Although the exact mechanism through which coffee and tea may prevent MetS is still unclear, previous studies suggested that their healthy effects on chronic diseases may depend on the antioxidant compounds contained in both coffee and tea [46]. These beverages contain significant amounts of vitamins and minerals, such as ascorbic acid (vitamin C), several B vitamins, riboflavin, niacin, folic acid, pantothenic acid, magnesium, potassium, manganese, and fluoride [47, 48]. Among other bioactive compounds, polyphenols are among the best candidates to be responsible for the beneficial actions of coffee and tea consumption on various metabolic disorders [49]. The polyphenols found in coffee are hydroxycinnamic acids (such as caffeic and ferulic acids), among which the most effective against CVD have been reported to be isomers of chlorogenic acid [17]. The main polyphenols contained in tea belong to the family of the catechins, flavanols, flavanol glycosides, flavandiols, and depsides [18]. The beneficial effects of polyphenols contained in coffee and tea in preventing chronic diseases (especially CVD) could be due to their ability to ameliorate endothelial function [50], suppress vascular endothelial cell expression of pro-inflammatory cytokines [51], and consequent upregulation of adhesion molecules and monocyte adhesion [52]. Among the other effects, tea has been demonstrated to ameliorate insulin resistance [53], whereas coffee has been associated with adiponectin levels [54]. However, differences in type and content of polyphenols depending on quality of both coffee and tea may result in a stronger beneficial effect of one rather than the other and this issue needs to be investigated further.

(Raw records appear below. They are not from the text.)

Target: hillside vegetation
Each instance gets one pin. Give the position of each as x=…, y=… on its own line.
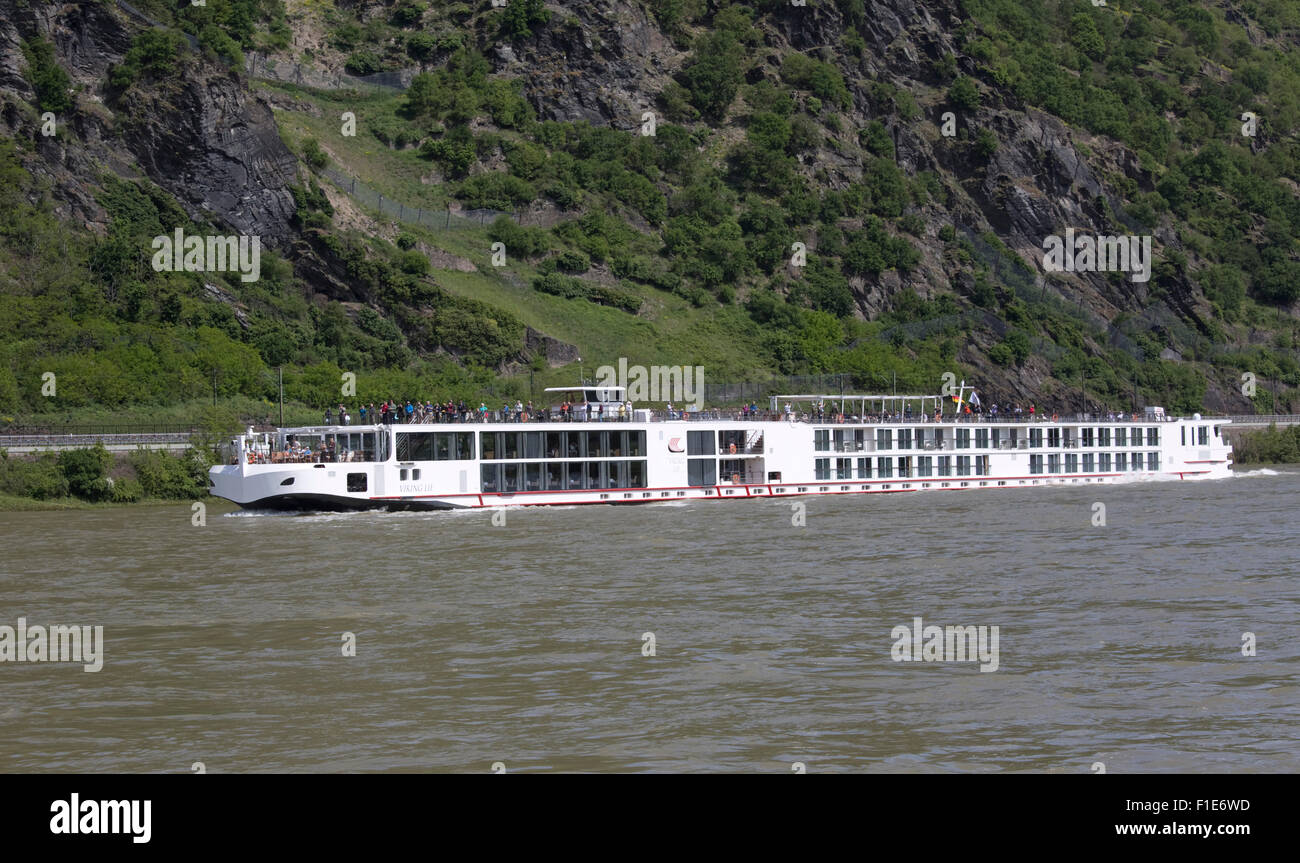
x=797, y=208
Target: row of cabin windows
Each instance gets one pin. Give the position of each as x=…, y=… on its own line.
x=923, y=465
x=562, y=445
x=436, y=446
x=555, y=476
x=1103, y=463
x=983, y=438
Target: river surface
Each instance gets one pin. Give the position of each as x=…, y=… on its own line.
x=521, y=644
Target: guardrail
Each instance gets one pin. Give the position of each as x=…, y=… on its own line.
x=1261, y=419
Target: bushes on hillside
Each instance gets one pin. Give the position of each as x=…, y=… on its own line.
x=570, y=287
x=47, y=77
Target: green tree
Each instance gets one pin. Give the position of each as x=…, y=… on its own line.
x=714, y=72
x=47, y=77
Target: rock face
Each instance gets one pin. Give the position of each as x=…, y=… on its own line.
x=216, y=148
x=202, y=137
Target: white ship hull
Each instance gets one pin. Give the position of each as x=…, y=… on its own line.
x=572, y=463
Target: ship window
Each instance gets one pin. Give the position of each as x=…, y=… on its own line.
x=700, y=443
x=415, y=446
x=701, y=472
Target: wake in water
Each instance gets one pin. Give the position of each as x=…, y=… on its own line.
x=1265, y=472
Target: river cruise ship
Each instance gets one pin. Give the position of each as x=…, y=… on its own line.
x=804, y=445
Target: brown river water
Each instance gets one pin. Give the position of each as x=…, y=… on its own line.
x=521, y=644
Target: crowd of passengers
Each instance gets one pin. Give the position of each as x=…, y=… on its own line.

Some mechanisms to explain the healthful effects related to caffeine on preventing the MetS have been hypothesized, including sympathetic over activation, antagonism of adenosine receptors, increased norepinephrine release, a sympathomimetic agent that is capable of increasing energy expenditure, and promoting the loss of body fat [55, 56]. On the other hand, other studies failed in to demonstrate such beneficial effects and reported that caffeine may explicate itself favorable effects on the various components of the MetS [57].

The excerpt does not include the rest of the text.